Several articles in this Special Issue describe tissue-specific roles of Rho GTPase signaling. Bros et al. analyze RhoA as a crucial regulator of innate and adaptive immunity, where it regulates the migration and activation of immune cells [10]. Rho GTPase function in the peripheral nervous system is described by Kalpachidou et al., describing neuronal development as well as neuroregeneration [11]. The spatiotemporal regulation of Rho GTPases enduring the migration of neurons is the topic of a review by Xu et al. [12]. Highly polarized sensory neurons as present, for example, in the cochlea are dependent on Rho GTPase function, as explained in the review article by Ueyama [13]. Rho GTPases are crucial for the formation of blood vessels during development (vasculogenesis), the sprouting of novel blood vessels from pre-existing vessels (angiogenesis) as in wound healing and cancer, and for the maintenance of the mature vessel barrier.

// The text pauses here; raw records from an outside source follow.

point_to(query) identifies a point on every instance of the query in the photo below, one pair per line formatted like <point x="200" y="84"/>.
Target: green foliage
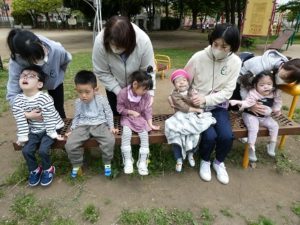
<point x="261" y="221"/>
<point x="4" y="106"/>
<point x="157" y="216"/>
<point x="91" y="214"/>
<point x="296" y="208"/>
<point x="206" y="217"/>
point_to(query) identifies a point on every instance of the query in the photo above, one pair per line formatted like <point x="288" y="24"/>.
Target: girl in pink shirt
<point x="134" y="105"/>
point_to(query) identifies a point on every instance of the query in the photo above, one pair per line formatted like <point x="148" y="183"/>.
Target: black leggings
<point x="58" y="97"/>
<point x="112" y="99"/>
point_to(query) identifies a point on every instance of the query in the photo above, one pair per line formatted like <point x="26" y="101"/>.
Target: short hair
<point x="40" y="73"/>
<point x="120" y="31"/>
<point x="293" y="67"/>
<point x="261" y="75"/>
<point x="143" y="79"/>
<point x="26" y="44"/>
<point x="229" y="33"/>
<point x="85" y="77"/>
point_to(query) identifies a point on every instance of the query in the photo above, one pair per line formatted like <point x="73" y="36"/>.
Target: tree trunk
<point x="227" y="11"/>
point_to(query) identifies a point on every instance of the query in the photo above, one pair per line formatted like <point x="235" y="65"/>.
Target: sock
<point x="107" y="166"/>
<point x="179" y="160"/>
<point x="272" y="146"/>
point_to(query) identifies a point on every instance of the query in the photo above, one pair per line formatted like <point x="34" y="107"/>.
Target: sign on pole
<point x="258" y="17"/>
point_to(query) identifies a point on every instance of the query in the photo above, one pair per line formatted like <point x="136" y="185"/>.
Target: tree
<point x="36" y="7"/>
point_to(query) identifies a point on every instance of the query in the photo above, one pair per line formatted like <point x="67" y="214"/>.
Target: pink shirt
<point x="137" y="124"/>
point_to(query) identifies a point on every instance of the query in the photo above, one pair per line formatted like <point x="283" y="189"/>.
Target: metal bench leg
<point x="246" y="157"/>
<point x="290" y="116"/>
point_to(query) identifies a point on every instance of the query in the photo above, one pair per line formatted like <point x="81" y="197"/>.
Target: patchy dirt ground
<point x="250" y="193"/>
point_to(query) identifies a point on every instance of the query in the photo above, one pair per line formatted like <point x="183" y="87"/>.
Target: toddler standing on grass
<point x="31" y="132"/>
<point x="93" y="118"/>
<point x="133" y="103"/>
<point x="263" y="91"/>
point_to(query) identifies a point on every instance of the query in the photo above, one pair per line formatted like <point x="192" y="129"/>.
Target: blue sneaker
<point x="35" y="177"/>
<point x="107" y="170"/>
<point x="47" y="176"/>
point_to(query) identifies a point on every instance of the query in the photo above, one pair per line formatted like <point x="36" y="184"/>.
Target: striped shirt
<point x="43" y="102"/>
<point x="95" y="112"/>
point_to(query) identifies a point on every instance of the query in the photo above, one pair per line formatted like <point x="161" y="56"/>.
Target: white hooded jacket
<point x="110" y="68"/>
<point x="214" y="79"/>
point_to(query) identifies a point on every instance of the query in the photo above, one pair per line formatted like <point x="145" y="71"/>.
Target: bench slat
<point x="286" y="127"/>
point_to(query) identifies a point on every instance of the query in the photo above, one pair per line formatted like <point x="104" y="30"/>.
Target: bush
<point x="22" y="18"/>
<point x="169" y="23"/>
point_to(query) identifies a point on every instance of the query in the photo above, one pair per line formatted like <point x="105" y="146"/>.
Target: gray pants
<point x="79" y="135"/>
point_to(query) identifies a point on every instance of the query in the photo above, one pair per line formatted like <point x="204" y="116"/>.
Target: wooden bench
<point x="286" y="127"/>
<point x="281" y="40"/>
<point x="163" y="63"/>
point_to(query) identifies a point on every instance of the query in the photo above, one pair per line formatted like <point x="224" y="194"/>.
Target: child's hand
<point x="154" y="127"/>
<point x="277" y="113"/>
<point x="20" y="143"/>
<point x="60" y="137"/>
<point x="67" y="134"/>
<point x="114" y="130"/>
<point x="234" y="102"/>
<point x="134" y="113"/>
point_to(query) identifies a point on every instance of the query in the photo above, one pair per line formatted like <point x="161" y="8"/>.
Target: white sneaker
<point x="142" y="167"/>
<point x="243" y="140"/>
<point x="191" y="160"/>
<point x="251" y="154"/>
<point x="270" y="151"/>
<point x="178" y="167"/>
<point x="222" y="174"/>
<point x="205" y="172"/>
<point x="128" y="166"/>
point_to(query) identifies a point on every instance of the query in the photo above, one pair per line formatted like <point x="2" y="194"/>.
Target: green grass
<point x="26" y="209"/>
<point x="296" y="208"/>
<point x="179" y="57"/>
<point x="91" y="214"/>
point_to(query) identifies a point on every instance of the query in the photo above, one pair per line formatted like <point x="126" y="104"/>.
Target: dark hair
<point x="26" y="44"/>
<point x="229" y="33"/>
<point x="293" y="67"/>
<point x="143" y="79"/>
<point x="40" y="73"/>
<point x="119" y="30"/>
<point x="86" y="77"/>
<point x="261" y="75"/>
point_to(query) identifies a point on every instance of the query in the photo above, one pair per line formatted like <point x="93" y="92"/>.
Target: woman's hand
<point x="133" y="113"/>
<point x="34" y="115"/>
<point x="114" y="130"/>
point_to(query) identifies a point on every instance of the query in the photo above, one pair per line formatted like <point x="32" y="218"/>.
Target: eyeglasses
<point x="29" y="75"/>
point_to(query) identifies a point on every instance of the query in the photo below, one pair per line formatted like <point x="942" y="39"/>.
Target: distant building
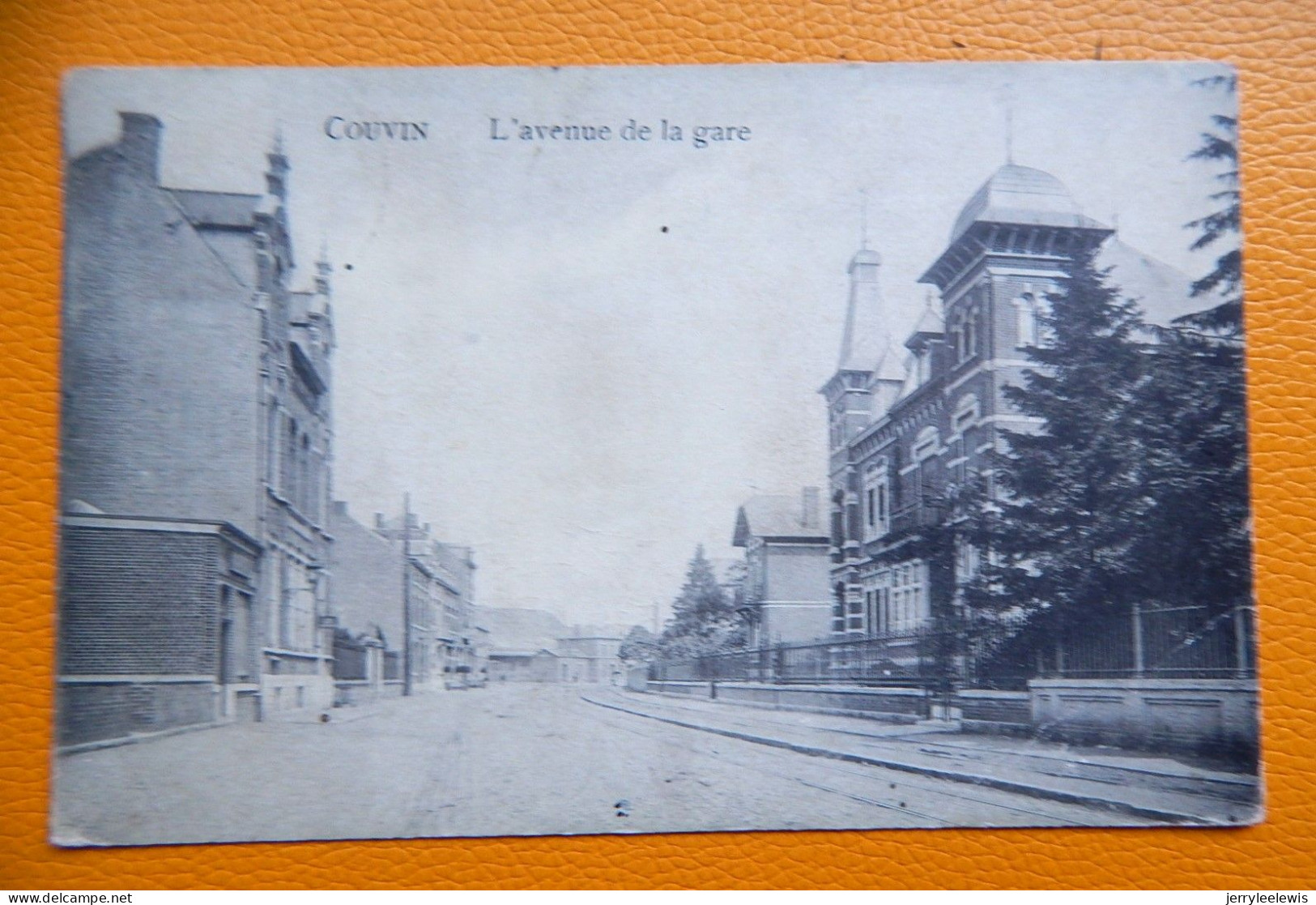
<point x="520" y="638"/>
<point x="195" y="448"/>
<point x="786" y="557"/>
<point x="515" y="665"/>
<point x="440" y="648"/>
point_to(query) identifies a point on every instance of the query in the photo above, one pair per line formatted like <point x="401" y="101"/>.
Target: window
<point x="1031" y="311"/>
<point x="877" y="502"/>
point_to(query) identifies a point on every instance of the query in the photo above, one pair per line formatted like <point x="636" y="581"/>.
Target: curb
<point x="972" y="779"/>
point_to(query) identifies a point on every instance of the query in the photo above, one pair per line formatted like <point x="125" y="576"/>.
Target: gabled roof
<point x="775" y="517"/>
<point x="1164" y="292"/>
<point x="931" y="324"/>
<point x="206" y="208"/>
<point x="891" y="365"/>
<point x="1021" y="195"/>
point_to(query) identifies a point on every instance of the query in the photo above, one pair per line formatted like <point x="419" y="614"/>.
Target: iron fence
<point x="1189" y="642"/>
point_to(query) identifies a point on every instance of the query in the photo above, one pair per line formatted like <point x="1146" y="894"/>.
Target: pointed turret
<point x="867" y="319"/>
<point x="888" y="377"/>
<point x="277" y="174"/>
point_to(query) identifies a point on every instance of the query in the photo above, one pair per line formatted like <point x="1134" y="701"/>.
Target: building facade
<point x="441" y="638"/>
<point x="196" y="391"/>
<point x="785" y="595"/>
<point x="911" y="418"/>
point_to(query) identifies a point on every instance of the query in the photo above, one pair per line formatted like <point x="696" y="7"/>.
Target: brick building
<point x="195" y="393"/>
<point x="786" y="596"/>
<point x="912" y="415"/>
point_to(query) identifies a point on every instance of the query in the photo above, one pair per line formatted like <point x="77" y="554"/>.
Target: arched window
<point x="1025" y="309"/>
<point x="966" y="412"/>
<point x="926" y="444"/>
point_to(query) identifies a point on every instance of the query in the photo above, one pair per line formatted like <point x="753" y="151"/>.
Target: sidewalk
<point x="1151" y="787"/>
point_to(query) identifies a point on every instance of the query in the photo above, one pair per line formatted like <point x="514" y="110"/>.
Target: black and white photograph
<point x="477" y="452"/>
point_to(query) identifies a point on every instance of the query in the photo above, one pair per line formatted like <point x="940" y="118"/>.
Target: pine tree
<point x="703" y="618"/>
<point x="1063" y="530"/>
<point x="1195" y="545"/>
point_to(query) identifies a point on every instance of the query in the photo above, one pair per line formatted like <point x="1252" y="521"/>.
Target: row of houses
<point x="875" y="596"/>
<point x="534" y="646"/>
<point x="207" y="572"/>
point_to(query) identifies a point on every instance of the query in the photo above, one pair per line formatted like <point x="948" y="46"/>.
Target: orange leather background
<point x="1273" y="44"/>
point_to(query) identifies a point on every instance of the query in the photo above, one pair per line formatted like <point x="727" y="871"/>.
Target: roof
<point x="520" y="629"/>
<point x="1025" y="197"/>
<point x="775" y="517"/>
<point x="931" y="322"/>
<point x="867" y="315"/>
<point x="1164" y="292"/>
<point x="206" y="208"/>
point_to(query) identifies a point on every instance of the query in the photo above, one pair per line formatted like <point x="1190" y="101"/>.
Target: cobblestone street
<point x="505" y="760"/>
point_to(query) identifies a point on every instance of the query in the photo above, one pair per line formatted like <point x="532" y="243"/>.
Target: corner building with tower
<point x="195" y="452"/>
<point x="912" y="416"/>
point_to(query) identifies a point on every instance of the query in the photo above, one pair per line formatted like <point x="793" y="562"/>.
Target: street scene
<point x="438" y="767"/>
<point x="393" y="506"/>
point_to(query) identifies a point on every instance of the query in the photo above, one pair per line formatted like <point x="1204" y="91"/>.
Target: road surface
<point x="509" y="759"/>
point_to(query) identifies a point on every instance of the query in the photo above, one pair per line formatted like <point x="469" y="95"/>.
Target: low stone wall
<point x="637" y="679"/>
<point x="1204" y="715"/>
<point x="901" y="705"/>
<point x="295" y="694"/>
<point x="999" y="713"/>
<point x="103" y="709"/>
<point x="349" y="692"/>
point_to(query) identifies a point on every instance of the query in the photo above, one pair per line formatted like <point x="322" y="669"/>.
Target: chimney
<point x="811" y="507"/>
<point x="277" y="174"/>
<point x="140" y="143"/>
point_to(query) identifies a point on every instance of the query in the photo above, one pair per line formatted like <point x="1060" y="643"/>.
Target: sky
<point x="582" y="357"/>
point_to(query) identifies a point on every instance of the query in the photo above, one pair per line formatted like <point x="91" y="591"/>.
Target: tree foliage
<point x="1221" y="227"/>
<point x="705" y="618"/>
<point x="638" y="646"/>
<point x="1133" y="484"/>
<point x="1061" y="527"/>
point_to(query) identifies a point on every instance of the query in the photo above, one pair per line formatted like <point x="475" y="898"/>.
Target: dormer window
<point x="877" y="502"/>
<point x="926" y="446"/>
<point x="1031" y="309"/>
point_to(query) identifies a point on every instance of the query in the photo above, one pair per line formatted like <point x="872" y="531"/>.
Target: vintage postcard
<point x="461" y="452"/>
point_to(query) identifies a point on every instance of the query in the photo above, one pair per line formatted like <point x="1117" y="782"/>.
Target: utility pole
<point x="407" y="644"/>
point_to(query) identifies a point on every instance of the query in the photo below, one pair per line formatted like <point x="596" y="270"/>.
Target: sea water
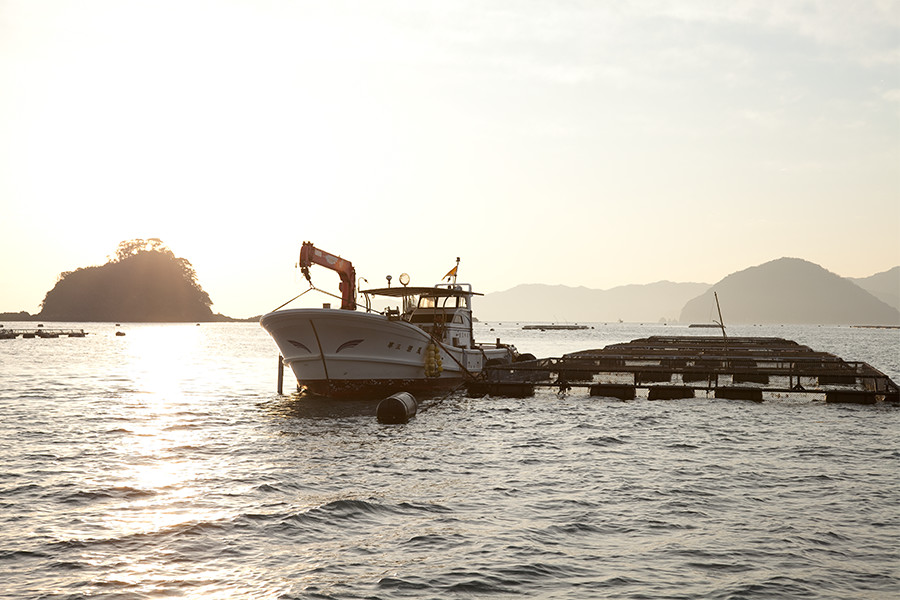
<point x="163" y="464"/>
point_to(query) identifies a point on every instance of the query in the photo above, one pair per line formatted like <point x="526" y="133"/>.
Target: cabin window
<point x="441" y="302"/>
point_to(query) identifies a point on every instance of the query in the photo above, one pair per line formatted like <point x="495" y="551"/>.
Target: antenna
<point x="721" y="323"/>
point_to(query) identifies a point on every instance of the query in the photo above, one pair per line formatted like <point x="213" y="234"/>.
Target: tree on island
<point x="144" y="281"/>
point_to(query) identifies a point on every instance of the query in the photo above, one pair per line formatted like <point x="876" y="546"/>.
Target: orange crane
<point x="310" y="255"/>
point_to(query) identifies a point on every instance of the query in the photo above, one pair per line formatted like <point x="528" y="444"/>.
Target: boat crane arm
<point x="310" y="255"/>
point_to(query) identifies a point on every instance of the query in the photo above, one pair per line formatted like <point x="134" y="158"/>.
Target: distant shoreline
<point x="24" y="316"/>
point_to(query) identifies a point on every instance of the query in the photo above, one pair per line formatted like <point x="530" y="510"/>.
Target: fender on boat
<point x="398" y="408"/>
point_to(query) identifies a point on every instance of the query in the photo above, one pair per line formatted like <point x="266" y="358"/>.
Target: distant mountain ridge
<point x="885" y="286"/>
<point x="652" y="302"/>
<point x="787" y="290"/>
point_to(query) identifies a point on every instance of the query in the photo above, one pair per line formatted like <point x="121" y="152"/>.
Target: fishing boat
<point x="424" y="344"/>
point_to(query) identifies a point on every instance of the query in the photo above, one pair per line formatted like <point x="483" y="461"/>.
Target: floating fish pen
<point x="667" y="367"/>
<point x="11" y="334"/>
<point x="554" y="327"/>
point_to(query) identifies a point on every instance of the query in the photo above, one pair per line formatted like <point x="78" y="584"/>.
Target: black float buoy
<point x="399" y="408"/>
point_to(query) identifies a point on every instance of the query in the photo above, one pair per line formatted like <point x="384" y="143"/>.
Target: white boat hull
<point x="350" y="354"/>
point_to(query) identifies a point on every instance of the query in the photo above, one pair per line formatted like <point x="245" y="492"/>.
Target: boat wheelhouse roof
<point x="440" y="292"/>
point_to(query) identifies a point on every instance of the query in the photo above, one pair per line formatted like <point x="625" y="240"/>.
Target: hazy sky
<point x="581" y="143"/>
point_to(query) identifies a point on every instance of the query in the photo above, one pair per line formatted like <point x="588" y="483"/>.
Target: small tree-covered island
<point x="143" y="282"/>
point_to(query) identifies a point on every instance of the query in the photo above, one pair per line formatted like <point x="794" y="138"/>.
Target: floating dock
<point x="667" y="367"/>
<point x="40" y="332"/>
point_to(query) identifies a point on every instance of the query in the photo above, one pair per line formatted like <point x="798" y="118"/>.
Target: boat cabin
<point x="444" y="311"/>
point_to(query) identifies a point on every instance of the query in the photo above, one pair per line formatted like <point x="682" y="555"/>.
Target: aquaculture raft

Barlow and Cleaver review the scientific literature corresponding to this area in this Special Issue [14]. In this context, the original article by Atat et al. is important, showing the function of RhoG downstream of Rac1 and Cdc42 in the tube formation of vascular endothelial cells [15].

Another set of reviews highlights specific effectors and regulators of Rho GTPases. The Cdc42-binding protein Cdc42SE1 is identified as a negative regulator of Cdc42-dependent growth signaling with potential importance in skin cancer by Kalailingam et al. [16]. Bustelo and Rodrigues-Fdez introduce the Vav protein family, which are both GEFs for Rho GTPases and signaling adaptors downstream of protein kinases [17]. Margioatta and Bucci review the cooperated action of Rac1 and Rab proteins with consequences for diseases [18]. Finally, the function of p190RhoGAP and its two isoforms, p190A and p190B, are described by Heraud et al. [19].

More than three decades after their recognition as master regulators of the actin cytoskeleton, Rho GTPases and their signaling remain an exciting and active research area with many important open questions and implications in many different diseases.